In its initial story on Wednesday, the Times began with the response of the Biden campaign to the Post story, writing that the Democratic Party campaign rejected the report, “that the nation’s leading social media companies deemed so dubious that they limited access to the article on their platforms.”

Meanwhile, the actions of Twitter and Facebook have further emboldened the Trump administration and its drive to modify or abolish the Section 230 provisions giving online service providers immunity from prosecution for content published on their platforms by users. Ajit Pai, Chairman of the Federal Communications Commission, posted on Twitter Thursday that he intended to move forward, in response to social media censorship, with revisions to the Section 230 language.
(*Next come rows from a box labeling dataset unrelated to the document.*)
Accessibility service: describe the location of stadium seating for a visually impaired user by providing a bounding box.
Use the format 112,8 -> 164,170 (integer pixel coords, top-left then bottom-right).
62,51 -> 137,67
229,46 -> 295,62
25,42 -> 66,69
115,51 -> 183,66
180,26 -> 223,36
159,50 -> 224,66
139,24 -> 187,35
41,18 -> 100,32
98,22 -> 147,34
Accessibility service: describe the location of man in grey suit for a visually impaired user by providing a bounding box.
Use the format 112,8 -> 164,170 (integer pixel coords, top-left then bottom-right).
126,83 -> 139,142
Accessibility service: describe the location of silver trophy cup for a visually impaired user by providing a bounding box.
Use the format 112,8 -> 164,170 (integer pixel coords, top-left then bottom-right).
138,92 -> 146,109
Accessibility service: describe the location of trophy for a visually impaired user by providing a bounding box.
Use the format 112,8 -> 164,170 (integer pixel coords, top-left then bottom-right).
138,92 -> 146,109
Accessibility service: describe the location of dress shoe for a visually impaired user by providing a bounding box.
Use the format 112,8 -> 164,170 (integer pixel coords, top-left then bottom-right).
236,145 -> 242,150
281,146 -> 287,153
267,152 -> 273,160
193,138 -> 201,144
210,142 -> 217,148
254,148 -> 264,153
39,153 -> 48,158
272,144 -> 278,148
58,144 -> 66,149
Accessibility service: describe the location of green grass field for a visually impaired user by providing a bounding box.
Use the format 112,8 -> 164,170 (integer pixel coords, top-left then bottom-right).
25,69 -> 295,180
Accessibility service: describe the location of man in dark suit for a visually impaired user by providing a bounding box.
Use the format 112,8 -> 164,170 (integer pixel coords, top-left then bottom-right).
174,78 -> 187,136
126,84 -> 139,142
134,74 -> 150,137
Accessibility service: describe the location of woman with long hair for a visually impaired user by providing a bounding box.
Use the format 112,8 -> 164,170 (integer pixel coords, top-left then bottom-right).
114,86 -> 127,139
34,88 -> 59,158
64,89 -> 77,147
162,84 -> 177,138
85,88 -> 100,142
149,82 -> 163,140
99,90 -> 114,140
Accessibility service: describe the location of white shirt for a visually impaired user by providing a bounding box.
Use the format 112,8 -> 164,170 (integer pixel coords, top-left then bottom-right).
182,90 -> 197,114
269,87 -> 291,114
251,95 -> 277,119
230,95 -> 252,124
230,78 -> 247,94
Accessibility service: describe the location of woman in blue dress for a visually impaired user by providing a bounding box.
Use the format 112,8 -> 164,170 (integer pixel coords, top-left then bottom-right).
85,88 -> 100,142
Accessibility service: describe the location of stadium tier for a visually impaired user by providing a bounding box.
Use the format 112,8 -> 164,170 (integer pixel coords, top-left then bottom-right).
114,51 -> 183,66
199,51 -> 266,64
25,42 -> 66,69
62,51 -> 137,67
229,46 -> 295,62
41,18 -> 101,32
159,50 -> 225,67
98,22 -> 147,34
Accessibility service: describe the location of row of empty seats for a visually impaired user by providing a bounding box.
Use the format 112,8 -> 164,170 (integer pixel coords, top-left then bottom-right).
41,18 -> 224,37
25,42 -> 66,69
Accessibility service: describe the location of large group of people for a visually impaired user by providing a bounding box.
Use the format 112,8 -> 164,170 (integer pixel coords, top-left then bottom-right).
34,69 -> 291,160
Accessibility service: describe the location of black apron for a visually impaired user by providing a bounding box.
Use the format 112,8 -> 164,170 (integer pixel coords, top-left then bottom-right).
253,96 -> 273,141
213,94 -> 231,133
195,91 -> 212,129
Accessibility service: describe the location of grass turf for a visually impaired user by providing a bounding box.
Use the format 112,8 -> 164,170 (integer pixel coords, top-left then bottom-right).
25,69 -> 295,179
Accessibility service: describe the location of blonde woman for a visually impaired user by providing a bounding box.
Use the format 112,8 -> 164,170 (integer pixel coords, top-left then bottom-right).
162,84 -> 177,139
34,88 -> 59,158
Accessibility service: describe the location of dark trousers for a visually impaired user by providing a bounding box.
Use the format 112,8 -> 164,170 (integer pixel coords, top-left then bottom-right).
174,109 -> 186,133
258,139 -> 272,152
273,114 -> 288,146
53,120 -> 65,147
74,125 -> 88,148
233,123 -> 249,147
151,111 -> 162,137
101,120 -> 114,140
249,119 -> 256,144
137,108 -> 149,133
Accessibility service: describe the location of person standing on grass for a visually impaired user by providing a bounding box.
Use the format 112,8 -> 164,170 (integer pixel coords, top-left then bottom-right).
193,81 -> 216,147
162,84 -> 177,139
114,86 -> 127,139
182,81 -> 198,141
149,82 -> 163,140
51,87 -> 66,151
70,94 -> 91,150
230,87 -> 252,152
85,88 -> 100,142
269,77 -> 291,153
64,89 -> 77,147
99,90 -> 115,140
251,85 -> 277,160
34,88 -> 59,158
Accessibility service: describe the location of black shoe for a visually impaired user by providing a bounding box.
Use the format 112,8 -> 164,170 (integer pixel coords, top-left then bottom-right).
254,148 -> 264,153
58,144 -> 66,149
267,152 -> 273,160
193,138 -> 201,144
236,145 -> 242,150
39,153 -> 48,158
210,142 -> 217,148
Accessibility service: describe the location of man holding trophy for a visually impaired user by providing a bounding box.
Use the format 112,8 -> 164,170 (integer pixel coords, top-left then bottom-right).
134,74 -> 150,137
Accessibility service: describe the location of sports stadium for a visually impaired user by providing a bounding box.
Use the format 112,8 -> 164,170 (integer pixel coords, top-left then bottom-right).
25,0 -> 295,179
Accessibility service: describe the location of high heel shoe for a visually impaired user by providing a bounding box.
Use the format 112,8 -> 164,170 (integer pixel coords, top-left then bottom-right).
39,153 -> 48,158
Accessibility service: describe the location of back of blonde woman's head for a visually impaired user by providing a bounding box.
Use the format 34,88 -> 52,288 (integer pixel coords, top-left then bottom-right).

That the swift and coordinated censorship action by Twitter and Facebook was coordinated with the Democratic Party is clear. For more than a year, and throughout the 2020 presidential election campaign, the Democrats have been demanding that the social media platforms unilaterally “take down” posts by the Republicans and the Trump campaign which they claim are “disinformation” or “false.”

As we have explained consistently on the World Socialist Web Site, it is not up to the government or the giant social media monopolies to determine what is truth and what is lies. When the Democrats, along with its faction of military-intelligence, work with Twitter and Facebook to “fact check” information being published online, they are attacking free speech.

By using censorship to attack the Trump campaign, the Democrats are also enabling the fascistic leader to falsely posture—as he is plotting a coup d’état and the overthrow of the US Constitution and democratic government from the White House—as a defender of free speech rights.

Furthermore, the Democrats are sharpening the weapon of censorship on behalf of the entire capitalist ruling elite to be used against the independent organization of the working class and the struggle for socialism.